Method: Cross-sectional data was collected from counselors (n=77), peer educators (n=84), and case managers (n=100) in 36 NYC agencies. Descriptive and multiple regression analyses were performed. Two blocks of variables were entered into the multiple regression analysis. In the first stage, the control variables (sociodemographics) and nonmodifiable characteristics (provider type) were entered with the dependent variables (interprofessional collaboration: interdependence, professional activities, flexibility, collective ownership of goals, and reflection on process). In subsequent stages, interdependent variables (intrapersonal and job characteristics) were entered.

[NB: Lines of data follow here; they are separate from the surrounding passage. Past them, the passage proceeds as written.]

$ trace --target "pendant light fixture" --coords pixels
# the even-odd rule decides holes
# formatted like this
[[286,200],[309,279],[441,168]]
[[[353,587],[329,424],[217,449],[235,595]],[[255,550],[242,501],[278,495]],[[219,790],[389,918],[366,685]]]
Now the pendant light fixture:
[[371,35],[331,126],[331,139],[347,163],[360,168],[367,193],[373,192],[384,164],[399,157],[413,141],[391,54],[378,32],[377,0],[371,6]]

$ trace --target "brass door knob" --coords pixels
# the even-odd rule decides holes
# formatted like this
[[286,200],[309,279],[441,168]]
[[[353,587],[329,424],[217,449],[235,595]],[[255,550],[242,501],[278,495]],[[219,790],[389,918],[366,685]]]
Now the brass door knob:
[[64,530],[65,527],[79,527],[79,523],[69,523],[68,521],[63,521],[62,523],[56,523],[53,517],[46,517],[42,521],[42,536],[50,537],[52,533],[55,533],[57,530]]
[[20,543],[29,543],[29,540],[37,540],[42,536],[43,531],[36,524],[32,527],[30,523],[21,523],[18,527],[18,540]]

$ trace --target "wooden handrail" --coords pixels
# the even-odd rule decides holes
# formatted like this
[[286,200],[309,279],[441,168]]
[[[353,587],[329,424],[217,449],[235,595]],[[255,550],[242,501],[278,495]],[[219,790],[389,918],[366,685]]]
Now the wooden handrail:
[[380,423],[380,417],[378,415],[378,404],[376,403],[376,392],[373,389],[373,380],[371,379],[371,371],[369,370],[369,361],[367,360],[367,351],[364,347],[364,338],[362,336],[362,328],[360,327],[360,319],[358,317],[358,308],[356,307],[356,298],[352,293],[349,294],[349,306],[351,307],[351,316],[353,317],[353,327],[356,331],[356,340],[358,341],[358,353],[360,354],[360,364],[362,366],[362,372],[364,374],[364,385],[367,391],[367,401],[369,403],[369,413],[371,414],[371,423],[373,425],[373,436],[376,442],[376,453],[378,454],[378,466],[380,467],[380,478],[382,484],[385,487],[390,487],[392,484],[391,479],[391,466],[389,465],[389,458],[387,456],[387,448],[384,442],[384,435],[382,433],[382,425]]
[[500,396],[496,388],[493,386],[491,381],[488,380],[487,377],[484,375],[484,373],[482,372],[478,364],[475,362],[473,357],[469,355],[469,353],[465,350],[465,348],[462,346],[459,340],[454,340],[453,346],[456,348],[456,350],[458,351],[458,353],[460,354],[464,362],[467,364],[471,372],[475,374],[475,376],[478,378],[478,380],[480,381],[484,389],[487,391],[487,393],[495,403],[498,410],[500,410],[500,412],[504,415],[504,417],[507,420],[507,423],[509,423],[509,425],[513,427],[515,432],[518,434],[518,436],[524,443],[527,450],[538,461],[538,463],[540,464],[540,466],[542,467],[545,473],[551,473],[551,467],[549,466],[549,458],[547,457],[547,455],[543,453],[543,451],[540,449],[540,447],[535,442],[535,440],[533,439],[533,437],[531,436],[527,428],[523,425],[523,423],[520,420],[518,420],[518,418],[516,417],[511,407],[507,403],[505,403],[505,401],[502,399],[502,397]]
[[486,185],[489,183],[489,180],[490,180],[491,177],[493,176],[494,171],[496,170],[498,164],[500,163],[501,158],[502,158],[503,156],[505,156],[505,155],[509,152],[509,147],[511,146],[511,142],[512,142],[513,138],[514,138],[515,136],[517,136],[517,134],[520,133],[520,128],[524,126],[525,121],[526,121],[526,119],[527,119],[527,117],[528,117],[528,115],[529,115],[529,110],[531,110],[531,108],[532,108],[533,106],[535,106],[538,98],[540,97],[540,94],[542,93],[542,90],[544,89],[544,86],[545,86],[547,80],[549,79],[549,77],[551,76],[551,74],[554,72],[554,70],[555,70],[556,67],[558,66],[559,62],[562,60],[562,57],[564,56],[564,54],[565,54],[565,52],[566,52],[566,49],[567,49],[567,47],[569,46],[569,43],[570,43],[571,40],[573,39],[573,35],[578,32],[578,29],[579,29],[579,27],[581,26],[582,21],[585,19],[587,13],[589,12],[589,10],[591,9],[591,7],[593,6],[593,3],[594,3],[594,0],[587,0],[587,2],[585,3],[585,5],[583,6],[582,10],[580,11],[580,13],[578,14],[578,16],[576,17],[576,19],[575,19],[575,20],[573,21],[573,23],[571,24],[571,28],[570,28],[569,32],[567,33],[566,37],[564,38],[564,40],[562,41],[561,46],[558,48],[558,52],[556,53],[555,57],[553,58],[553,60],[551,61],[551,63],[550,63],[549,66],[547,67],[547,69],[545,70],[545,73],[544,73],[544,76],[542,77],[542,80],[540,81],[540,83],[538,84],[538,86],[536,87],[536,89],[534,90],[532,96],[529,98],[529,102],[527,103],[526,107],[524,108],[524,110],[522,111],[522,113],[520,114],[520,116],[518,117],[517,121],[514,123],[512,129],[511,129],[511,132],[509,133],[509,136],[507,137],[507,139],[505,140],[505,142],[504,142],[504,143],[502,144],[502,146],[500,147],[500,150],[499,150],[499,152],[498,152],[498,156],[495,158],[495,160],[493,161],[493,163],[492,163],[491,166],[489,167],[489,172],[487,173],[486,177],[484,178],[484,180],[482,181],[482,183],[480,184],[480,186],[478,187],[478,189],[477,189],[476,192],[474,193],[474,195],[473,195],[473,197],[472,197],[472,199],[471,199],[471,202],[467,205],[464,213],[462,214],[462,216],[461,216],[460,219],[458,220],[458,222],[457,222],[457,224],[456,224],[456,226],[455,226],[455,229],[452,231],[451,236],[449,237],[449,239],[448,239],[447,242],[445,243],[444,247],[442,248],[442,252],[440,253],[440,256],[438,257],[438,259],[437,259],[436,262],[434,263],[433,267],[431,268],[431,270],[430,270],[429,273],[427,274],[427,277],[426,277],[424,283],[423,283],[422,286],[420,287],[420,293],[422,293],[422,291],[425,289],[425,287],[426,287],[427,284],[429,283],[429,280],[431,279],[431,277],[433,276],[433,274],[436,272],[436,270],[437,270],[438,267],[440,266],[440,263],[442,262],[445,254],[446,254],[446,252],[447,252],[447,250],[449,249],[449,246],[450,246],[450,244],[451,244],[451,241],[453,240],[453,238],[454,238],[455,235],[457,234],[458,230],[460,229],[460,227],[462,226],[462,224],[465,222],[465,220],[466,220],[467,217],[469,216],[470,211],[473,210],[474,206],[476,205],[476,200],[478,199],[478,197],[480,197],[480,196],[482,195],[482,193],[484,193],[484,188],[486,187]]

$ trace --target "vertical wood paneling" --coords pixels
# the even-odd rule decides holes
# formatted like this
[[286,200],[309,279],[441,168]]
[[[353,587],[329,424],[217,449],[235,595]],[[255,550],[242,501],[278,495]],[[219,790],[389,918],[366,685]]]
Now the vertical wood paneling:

Results: Most of the HIV-service providers identified as black and female, and had been working for their agencies for a year. Among the three provider types, key differing factors that influence providers’ engagement in IPC include racial identity, professional licensure, HIV training, efficacy, knowledge, and understanding of the community. Peer educators and case managers who self-identified as Native American, Native Hawaiian, or Asian were marginally associated with exhibiting less flexibility (p-value < 0.1). Black case managers were found to engage in significantly fewer professional activities (p-value < 0.05) than black counselors. Compared to counselors, case managers (p-value < 0.05) and those peer educators with professional licenses (p-value < 0.1) were associated with less collective ownership. Greater understanding of the community among case managers was associated with greater interdependence (p-value < 0.1), engagement with professional activities (p-value < 0.1) and reflection (p-value < 0.05). compared with counselors. Case managers who received HIV-prevention training (p-value < 0.1) were less likely to engage in professional activities compared with counselors. Efficacy was positively associated with greater collective ownership of goals for everyone except case managers. Providers with greater knowledge had higher reflection scores (p-value < 0.05), with the exception of case managers, who had a marginally significant negative association between knowledge and reflection scores (p-value < 0.10).
Conclusions and Implications: Findings indicate that policy makers should assist agencies in developing human and financial resources to assist with professional social networking opportunities through which knowledge can be shared, racial sensitivity trainings can be delivered, and updated employee lists can be circulated.